Während die großen Browserhersteller inzwischen alle den so genannten Do-not-Track-Header (DNT) unterstützen, fehlt dieser im Browser von Google nach wie vor. In den ersten Nightly-Builds hat man dieses Feature nun eingebaut.
Wirft man einen Blick auf die frühen Vorabversionen der Open-Source-Version Chromium, welche als Nightly-Build bezeichnet werden, so wird man auf eine neue Einstellungsmöglichkeit im Zusammenhang mit Do-not-Track aufmerksam.

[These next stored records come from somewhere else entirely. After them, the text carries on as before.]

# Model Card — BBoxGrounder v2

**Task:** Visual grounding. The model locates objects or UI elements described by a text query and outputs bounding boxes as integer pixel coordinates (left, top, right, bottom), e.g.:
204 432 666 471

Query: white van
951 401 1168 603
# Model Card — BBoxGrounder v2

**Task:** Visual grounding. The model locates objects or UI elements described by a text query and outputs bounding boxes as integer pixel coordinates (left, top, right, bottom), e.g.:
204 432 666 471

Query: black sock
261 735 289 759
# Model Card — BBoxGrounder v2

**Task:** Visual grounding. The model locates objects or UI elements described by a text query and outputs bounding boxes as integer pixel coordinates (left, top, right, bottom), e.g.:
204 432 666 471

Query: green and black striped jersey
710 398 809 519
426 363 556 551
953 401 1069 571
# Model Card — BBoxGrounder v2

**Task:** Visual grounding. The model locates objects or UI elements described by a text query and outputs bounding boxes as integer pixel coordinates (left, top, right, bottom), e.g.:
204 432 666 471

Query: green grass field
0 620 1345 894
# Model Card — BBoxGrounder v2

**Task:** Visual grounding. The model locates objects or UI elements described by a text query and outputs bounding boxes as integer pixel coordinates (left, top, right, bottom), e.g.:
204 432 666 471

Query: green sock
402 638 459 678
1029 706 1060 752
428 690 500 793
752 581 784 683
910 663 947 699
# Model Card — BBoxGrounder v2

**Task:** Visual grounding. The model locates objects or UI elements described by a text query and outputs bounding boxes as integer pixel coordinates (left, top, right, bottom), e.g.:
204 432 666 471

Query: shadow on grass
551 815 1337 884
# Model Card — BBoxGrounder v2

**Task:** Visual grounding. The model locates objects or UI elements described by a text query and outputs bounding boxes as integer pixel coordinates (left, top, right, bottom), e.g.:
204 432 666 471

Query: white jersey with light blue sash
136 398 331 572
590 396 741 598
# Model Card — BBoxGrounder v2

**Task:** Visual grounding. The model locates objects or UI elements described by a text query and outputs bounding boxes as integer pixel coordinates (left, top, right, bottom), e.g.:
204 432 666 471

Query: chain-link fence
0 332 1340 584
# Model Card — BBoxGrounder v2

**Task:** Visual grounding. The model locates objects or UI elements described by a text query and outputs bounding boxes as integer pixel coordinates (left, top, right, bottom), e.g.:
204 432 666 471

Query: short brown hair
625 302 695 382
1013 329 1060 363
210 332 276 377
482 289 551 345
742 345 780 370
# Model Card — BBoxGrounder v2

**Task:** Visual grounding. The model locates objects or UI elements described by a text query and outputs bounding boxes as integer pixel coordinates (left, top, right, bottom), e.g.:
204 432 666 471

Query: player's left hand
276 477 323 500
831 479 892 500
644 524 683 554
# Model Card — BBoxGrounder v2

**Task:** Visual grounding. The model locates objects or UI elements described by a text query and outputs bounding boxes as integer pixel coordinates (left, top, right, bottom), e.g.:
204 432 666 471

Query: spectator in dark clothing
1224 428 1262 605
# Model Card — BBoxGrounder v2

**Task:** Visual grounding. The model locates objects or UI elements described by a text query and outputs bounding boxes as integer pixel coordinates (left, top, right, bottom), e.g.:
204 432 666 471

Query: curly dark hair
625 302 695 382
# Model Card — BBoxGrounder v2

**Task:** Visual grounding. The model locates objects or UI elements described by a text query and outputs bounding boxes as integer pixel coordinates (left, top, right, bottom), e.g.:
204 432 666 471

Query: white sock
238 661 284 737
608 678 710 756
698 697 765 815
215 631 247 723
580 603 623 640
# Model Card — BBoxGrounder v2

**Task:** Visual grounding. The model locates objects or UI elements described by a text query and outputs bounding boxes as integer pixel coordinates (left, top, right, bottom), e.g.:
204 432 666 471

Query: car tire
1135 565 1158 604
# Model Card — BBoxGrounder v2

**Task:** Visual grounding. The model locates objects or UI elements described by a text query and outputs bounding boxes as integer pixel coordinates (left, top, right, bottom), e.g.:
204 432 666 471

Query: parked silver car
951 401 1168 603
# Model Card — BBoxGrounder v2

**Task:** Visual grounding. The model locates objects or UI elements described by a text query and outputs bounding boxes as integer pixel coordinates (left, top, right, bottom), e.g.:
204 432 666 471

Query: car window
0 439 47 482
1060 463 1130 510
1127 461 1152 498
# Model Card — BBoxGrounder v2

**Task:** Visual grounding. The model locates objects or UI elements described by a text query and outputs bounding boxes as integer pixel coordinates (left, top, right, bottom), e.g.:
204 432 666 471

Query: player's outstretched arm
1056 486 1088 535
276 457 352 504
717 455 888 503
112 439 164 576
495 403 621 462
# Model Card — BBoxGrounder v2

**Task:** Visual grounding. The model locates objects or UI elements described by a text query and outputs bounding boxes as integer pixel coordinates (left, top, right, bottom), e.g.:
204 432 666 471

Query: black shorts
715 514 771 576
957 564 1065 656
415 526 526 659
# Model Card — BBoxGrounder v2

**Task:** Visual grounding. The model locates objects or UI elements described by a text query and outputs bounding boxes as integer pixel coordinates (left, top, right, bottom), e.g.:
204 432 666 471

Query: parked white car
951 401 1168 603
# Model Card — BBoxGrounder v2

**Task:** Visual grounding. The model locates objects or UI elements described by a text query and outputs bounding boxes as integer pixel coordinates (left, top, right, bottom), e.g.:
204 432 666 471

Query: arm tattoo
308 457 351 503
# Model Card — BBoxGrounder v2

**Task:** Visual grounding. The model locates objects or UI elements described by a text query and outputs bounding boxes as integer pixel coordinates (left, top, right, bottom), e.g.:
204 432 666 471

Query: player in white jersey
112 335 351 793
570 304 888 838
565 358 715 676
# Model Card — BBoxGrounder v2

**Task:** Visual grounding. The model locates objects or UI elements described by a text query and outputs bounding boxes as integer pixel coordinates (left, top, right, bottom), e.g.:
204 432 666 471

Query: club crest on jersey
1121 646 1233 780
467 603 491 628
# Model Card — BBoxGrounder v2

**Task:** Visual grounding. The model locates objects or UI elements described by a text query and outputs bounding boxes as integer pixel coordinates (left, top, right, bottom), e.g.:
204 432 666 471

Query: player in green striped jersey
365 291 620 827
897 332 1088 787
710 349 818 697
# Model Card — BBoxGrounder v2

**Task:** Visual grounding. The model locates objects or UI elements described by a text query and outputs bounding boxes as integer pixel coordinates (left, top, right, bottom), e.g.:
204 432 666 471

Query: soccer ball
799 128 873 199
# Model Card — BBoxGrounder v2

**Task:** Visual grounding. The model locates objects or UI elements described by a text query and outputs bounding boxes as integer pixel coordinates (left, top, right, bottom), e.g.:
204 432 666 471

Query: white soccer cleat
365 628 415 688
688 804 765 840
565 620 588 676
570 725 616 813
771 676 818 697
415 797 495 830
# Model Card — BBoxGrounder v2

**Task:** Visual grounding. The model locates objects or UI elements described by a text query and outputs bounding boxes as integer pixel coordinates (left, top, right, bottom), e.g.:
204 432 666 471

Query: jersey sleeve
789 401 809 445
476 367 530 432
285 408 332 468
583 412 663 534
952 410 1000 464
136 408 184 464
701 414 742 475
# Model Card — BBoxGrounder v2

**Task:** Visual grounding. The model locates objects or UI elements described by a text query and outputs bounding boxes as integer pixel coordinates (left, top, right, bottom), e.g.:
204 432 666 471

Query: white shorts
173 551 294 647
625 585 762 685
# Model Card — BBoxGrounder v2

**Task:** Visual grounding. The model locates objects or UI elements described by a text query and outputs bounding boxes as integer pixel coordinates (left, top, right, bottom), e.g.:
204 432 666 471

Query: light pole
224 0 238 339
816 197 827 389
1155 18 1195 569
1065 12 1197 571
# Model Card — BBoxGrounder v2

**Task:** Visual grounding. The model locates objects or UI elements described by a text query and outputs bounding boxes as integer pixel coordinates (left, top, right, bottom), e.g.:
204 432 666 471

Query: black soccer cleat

Im Datenschutz-Bereich können die Nutzer festlegen, dass mit dem Browser-Traffic eine Do Not Track-Anfrage gesendet wird. Bei den bisherigen Versionen des Google-Browsers wurde wie bereits angesprochen auf eine solche Funktionalität verzichtet. In Zukunft soll sich dies nun jedoch augenscheinlich ändern.
Siehe auch: Mozillas Do-Not-Track-Header findet Unterstützer
Mit diesem besagten HTTP-Header können die Browser-Nutzer den Webseiten signalisieren, dass sie kein Tracking des eigenen Verhaltens wünschen. Ob die Betreiber von Werbenetzwerken dieser Anfrage nachkommen, ist hingegen eine andere Sache.
Der Internet Explorer, Safari und Firefox von Mozilla bringen eine solche Unterstützung seit geraumer Zeit bereits mit. Microsoft ist so überzeugt von dieser Funktion, dass man bei Windows 8 diese neue Anti-Tracking-Funktion ab Werk aktivieren wird.